4. Habeas Corpus não conhecido [...]" ( HC 212.115/RJ, Rel. Ministro RIBEIRO DANTAS, QUINTA TURMA, julgado em 23/08/2016, DJe 29/08/2016). (grifo nosso)

"[...] 1. É possível a cumulação de duas ou mais qualificadoras quando oriundas de fatos ou condutas distintas. Ademais, as qualificadoras só podem ser descartadas na pronúncia quando, de forma incontroversa, mostrarem-se absolutamente improcedentes, sem qualquer apoio nos autos, ao risco de se invadir a competência do Conselho de Sentença . Precedente [...]" ( HC 355.364/PI, Rel. Ministro SEBASTIÃO REIS JÚNIOR, SEXTA TURMA, julgado em 30/06/2016, DJe 03/08/2016). (grifo nosso)
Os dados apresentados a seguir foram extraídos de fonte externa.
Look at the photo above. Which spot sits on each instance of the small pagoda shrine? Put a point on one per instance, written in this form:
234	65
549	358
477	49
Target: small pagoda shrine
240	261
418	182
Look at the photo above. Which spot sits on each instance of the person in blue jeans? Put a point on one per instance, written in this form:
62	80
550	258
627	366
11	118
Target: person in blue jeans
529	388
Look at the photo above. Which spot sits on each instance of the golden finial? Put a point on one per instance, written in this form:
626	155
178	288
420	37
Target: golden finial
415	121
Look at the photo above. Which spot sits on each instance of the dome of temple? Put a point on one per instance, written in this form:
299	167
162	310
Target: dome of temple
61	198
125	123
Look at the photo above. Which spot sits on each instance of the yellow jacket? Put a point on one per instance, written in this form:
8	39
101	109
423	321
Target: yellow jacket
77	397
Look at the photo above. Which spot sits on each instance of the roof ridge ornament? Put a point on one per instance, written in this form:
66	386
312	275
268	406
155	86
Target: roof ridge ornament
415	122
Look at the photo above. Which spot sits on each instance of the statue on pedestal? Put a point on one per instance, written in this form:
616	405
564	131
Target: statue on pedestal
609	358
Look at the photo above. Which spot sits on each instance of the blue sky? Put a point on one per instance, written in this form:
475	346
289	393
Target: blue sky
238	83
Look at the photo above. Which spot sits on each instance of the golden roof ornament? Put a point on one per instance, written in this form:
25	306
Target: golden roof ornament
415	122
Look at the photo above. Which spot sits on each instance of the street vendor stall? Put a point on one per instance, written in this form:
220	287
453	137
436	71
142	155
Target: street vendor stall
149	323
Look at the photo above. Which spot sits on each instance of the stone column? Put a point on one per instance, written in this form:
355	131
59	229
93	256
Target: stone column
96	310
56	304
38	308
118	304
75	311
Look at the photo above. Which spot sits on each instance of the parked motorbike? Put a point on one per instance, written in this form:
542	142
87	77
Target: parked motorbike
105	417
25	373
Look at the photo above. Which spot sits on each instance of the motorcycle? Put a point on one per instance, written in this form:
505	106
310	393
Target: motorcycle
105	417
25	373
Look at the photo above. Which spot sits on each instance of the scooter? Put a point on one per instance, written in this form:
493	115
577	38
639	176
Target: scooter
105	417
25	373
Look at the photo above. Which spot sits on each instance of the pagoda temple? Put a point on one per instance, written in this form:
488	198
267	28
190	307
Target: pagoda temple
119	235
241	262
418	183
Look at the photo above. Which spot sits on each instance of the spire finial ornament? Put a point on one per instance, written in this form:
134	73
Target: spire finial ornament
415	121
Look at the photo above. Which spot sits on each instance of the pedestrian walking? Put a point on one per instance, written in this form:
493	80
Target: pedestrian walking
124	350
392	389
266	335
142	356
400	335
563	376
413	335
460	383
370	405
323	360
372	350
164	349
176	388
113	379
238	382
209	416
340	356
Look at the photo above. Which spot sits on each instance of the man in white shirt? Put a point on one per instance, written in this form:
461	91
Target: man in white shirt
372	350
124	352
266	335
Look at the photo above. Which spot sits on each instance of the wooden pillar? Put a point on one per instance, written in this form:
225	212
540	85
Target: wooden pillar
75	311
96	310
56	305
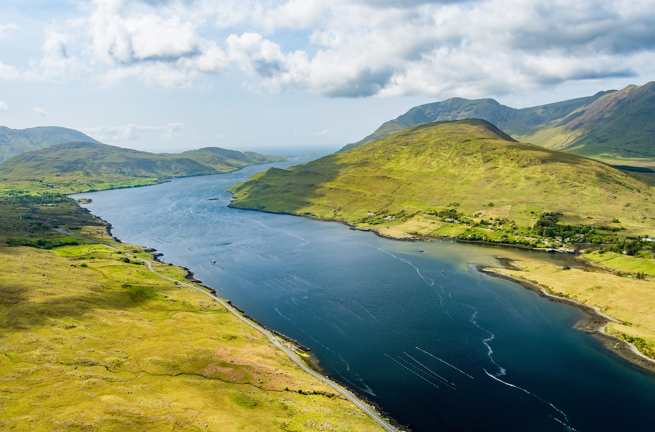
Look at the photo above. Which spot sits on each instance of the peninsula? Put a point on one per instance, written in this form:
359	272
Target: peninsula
468	180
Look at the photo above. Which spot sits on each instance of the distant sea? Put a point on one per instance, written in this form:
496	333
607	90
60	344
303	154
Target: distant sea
437	345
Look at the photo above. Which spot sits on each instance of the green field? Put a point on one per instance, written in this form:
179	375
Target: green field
396	185
92	340
81	166
608	125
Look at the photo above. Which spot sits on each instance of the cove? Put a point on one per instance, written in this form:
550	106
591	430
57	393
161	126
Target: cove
437	345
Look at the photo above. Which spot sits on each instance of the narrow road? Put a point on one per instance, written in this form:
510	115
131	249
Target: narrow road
371	413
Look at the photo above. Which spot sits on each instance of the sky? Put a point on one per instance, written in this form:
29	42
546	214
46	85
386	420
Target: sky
299	75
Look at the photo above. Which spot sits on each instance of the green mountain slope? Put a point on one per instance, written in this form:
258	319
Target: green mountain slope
82	166
618	124
17	141
610	125
467	164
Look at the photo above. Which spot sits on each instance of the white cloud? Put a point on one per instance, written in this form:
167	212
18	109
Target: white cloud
351	48
133	132
40	111
6	29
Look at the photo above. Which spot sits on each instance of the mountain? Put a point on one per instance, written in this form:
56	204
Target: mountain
17	141
609	124
84	165
467	164
618	124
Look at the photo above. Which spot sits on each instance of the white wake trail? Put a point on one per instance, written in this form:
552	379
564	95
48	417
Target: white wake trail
445	362
531	394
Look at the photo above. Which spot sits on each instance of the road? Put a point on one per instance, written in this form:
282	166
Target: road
276	341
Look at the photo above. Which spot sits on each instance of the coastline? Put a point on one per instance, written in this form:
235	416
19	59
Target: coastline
309	358
594	324
307	355
421	237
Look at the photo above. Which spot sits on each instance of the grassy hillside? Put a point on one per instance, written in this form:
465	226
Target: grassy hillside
616	125
514	121
91	340
616	291
448	178
78	166
17	141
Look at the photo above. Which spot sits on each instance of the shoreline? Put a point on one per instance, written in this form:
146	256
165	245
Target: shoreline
425	237
311	361
593	324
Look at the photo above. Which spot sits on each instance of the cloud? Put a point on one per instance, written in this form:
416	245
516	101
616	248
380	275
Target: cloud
350	48
133	132
40	111
5	29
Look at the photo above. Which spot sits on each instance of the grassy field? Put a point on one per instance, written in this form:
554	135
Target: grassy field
611	124
82	166
91	340
468	166
621	296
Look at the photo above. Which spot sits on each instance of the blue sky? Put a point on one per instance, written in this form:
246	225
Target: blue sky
163	75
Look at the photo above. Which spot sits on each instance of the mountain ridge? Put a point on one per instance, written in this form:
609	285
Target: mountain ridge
464	165
84	165
16	141
594	126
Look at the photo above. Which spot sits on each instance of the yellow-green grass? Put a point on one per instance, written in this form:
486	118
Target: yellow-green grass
629	300
625	263
470	163
69	184
83	166
89	342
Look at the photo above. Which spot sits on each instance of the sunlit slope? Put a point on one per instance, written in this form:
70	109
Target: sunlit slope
93	341
516	122
438	165
17	141
616	125
86	166
609	125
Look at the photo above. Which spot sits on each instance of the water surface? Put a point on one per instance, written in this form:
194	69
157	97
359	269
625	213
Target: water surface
437	345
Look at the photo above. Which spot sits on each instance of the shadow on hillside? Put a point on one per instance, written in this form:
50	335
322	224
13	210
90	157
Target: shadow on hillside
290	190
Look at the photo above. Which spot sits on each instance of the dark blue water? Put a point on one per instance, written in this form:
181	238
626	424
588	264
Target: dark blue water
437	345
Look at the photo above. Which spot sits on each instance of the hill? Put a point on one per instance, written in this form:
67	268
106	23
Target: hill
95	341
611	125
17	141
77	166
428	178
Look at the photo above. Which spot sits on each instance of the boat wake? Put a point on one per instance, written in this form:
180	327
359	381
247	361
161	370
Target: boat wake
531	394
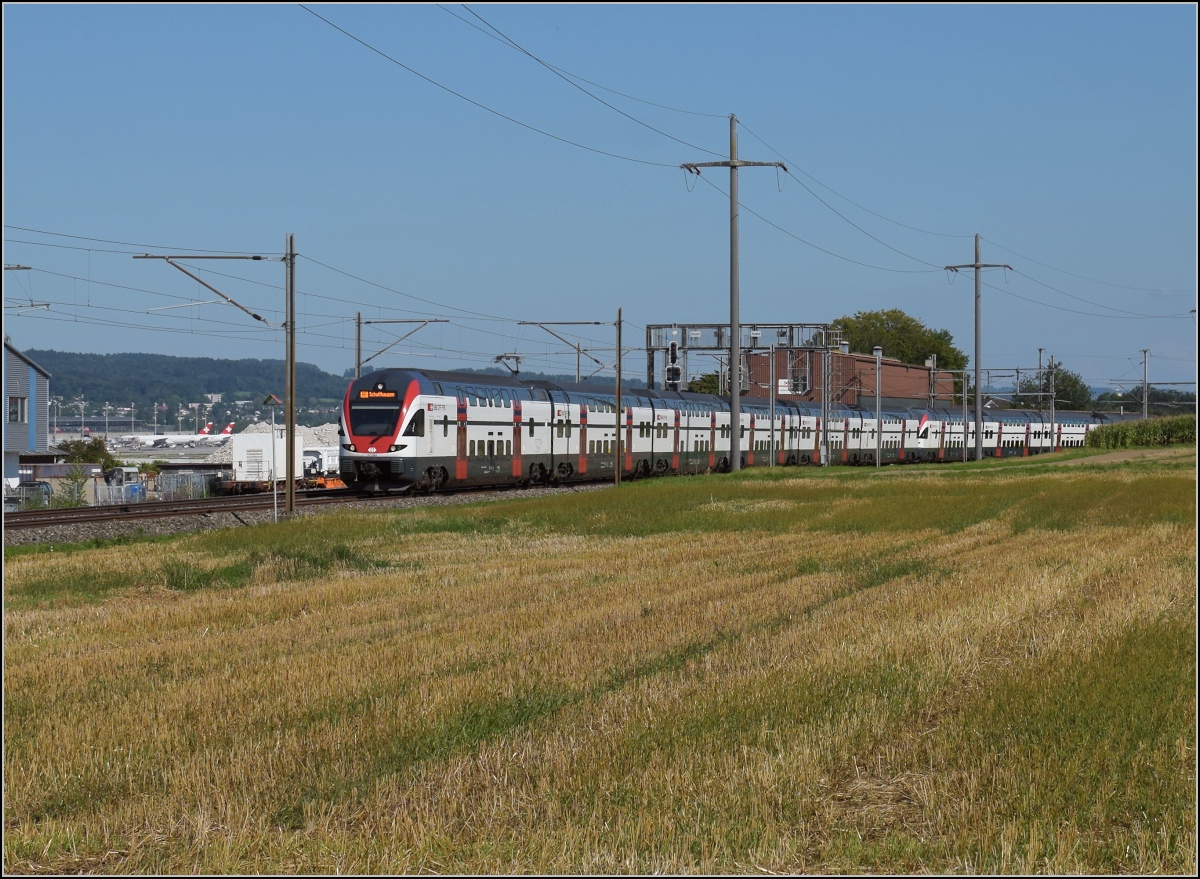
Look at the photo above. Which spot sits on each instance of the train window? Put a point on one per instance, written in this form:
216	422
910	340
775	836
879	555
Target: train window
373	420
417	425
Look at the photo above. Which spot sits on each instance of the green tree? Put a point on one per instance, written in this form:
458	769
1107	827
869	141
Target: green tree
89	452
73	489
901	336
703	384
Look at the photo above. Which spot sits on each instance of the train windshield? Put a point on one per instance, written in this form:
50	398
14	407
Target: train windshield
375	418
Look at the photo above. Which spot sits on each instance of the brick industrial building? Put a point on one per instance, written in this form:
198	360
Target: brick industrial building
851	380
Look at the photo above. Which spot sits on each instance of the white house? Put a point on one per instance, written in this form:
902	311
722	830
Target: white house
27	424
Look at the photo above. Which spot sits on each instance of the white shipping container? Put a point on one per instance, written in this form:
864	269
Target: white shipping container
253	461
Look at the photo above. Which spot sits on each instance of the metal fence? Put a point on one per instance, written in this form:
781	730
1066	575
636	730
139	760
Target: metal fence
135	492
187	485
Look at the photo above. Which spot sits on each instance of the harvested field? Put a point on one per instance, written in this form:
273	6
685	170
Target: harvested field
987	670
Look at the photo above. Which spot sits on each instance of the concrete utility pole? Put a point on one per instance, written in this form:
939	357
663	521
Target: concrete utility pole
1145	383
977	265
879	408
733	163
1041	378
826	359
621	410
289	262
1054	431
771	461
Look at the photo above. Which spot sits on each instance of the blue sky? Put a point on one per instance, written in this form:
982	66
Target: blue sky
1066	136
Portanto, deve ser reconhecida a qualificadora prevista no artigo 121, § 2º, inciso III, do Código Penal.

Diante do exposto , conheço do recurso e dou-lhe provimento para pronunciar o réu nas penas do artigo 121, § 2º, incisos III e IV, do Código Penal (homicídio qualificado pela utilização de meio de que possa resultar perigo comum e pelo recurso que dificultou a defesa da vítima), a fim de que seja submetido a julgamento perante o Tribunal do Júri.

É como voto.

Fls. _____

Recurso em Sentido Estrito XXXXXRSE

O Senhor Desembargador SILVANIO BARBOSA DOS SANTOS - Vogal

Com o relator

O Senhor Desembargador JOÃO TIMÓTEO DE OLIVEIRA - Vogal

Com o relator

D E C I S Ã O

RECURSO CONHECIDO E PROVIDO. UNÂNIME.